News of the July 7th assassination of Haitian president Jovenel Moïse struck Haiti like a shock wave. At every level of society, fear has been the foremost reaction. In the capital, all the stores, factories and public services have remained closed, with the streets completely empty.
There was no uproar in response in working class neighborhoods, like there was after the coup against Aristide in 1991, or even when the U.S. forced Aristide into exile in 2004. The response: people shut themselves in, fearing confrontations between different armed groups.
No one shed a tear for Jovenel Moïse in these neighborhoods. For them he represented five years of heavy-handed rule: price hikes on necessities, lower wages and increased poverty. Moïse offered only empty promises for 24-hour electricity, schooling for children from the population, food for all thanks to his banana fields.

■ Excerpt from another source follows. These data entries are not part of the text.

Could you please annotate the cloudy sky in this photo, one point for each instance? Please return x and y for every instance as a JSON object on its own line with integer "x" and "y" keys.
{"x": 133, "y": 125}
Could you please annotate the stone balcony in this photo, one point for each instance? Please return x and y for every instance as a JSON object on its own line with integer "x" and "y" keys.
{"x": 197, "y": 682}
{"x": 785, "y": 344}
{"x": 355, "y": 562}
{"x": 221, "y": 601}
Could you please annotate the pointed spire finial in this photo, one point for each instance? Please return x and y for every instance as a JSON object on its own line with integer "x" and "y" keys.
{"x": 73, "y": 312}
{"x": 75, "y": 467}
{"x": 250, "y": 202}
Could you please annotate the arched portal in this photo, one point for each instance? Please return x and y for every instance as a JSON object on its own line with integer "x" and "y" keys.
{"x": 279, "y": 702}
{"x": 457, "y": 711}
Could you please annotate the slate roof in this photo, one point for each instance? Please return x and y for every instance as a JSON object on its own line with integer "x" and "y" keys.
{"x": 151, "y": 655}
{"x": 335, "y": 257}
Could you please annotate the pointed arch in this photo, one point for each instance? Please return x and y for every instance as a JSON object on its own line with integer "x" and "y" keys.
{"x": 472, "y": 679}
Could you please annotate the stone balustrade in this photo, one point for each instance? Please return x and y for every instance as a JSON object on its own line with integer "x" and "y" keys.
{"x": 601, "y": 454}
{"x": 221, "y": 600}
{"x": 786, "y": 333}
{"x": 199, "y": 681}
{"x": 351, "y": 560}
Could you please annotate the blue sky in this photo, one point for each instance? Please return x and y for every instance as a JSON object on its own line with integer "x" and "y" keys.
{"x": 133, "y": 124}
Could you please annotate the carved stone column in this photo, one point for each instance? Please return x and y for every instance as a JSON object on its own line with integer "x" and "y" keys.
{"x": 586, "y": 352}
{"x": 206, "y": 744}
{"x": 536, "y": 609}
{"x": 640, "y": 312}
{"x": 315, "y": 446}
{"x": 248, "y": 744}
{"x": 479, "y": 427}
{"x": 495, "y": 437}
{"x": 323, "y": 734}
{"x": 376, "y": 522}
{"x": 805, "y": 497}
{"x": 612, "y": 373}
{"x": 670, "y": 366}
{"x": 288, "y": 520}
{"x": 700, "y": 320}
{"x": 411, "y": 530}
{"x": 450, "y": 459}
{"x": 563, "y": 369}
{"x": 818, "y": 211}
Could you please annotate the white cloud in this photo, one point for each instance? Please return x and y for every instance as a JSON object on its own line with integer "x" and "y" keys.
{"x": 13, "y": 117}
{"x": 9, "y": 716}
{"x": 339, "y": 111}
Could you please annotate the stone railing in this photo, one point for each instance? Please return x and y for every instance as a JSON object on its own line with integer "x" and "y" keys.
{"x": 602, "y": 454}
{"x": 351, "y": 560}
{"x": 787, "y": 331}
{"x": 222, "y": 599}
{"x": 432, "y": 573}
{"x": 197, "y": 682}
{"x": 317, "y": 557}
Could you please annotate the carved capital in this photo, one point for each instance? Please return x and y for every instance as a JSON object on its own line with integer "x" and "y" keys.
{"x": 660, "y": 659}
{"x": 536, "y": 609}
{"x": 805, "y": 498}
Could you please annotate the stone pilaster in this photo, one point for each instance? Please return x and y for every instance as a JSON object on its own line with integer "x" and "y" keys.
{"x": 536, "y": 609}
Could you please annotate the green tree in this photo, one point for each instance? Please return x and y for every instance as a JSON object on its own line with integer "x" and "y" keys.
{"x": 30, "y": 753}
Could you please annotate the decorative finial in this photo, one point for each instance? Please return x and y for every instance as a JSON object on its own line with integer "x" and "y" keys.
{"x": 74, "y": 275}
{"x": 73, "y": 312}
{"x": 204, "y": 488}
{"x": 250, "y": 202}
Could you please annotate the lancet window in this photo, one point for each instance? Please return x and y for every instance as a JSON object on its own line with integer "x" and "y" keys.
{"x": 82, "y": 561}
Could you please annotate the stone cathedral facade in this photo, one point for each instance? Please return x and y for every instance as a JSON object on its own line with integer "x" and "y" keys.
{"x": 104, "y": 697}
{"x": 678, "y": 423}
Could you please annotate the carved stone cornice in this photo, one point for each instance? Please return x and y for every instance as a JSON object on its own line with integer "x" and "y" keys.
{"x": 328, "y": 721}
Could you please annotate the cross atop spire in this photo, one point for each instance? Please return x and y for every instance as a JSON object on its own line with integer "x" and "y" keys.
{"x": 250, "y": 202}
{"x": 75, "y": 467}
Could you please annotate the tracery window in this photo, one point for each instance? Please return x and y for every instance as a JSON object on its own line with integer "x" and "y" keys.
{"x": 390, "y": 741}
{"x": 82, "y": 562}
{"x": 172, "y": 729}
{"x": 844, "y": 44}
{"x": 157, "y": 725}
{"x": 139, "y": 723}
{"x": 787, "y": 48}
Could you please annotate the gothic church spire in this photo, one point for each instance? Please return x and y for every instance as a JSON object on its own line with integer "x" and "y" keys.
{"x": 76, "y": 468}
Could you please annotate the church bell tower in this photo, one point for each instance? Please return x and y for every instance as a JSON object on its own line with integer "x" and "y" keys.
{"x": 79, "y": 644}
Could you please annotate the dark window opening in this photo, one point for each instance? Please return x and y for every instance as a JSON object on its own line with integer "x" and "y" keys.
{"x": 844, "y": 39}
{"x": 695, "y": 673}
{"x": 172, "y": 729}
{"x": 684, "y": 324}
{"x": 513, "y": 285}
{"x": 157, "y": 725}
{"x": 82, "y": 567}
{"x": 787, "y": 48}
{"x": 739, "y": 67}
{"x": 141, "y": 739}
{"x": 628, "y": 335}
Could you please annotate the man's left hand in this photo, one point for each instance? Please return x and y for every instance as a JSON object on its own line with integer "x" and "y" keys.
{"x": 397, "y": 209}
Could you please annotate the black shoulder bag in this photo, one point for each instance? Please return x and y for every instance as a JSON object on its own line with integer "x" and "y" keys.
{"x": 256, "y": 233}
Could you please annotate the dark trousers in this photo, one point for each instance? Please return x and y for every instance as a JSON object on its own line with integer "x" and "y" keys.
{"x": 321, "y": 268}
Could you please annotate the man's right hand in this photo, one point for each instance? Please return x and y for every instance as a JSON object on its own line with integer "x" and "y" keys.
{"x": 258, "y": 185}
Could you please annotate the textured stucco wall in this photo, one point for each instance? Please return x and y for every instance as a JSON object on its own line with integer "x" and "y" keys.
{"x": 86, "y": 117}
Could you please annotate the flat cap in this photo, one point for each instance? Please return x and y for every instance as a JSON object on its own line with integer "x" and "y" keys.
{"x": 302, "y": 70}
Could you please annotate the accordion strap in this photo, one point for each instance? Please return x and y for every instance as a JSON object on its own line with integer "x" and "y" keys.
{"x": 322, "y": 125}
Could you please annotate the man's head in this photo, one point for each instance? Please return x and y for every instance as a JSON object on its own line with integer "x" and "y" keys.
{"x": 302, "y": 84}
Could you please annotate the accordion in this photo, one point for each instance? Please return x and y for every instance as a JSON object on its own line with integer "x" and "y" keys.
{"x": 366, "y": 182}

They held him responsible for the growth of armed gangs that control the poor neighborhoods. His death looks like “just desserts” for the club he brandished against the poor. So, no one in these neighborhoods regrets his death– it’s even become the butt of jokes. They remember him declaring, on February 7th, when he refused to step down from power: “Certain presidents have been overthrown, exiled, killed, but me, I’m going to stay there, caught like a fishbone in your throat!” In one town in the provinces, they even held a mock burial for him.
Fear remains, fear that the power struggle to come will rebound against the poorest. No one is fooled by the comedy put on by the police, who run from the gangs, and then the day after the assassination have arrested a commando team of twenty heavily armed ex-military veterans. If these are the killers, who are their commanders? Is it Moïse’s party? Is it the Haitian oligarchy, who had had enough of their puppet? Or is it the United States, through their embassy? Moïse’s home lies only a few minutes from the ambassador’s house. It was threatened a few hours before the killing, without any reaction from the Americans.
Neither Moïse’s death, nor the answers to these questions, will change anything for Haiti’s poor. The streets remain under the control of armed gangs which ransom, rape, kidnap and kill. That’s why more than 5,000 had to flee their neighborhoods in the South of Port-au-Prince, to take refuge in a sporting complex, or at someone’s home, waiting to be able to return to their own home.
People continue to worry about the possible reactions of these gangs, armed in the service of the political clans that contest for power. For the moment, the different parties are working to nominate a president and a prime minister to organize new elections. They call for the population to remain calm—and for the workers to go back into the factories for exploitation!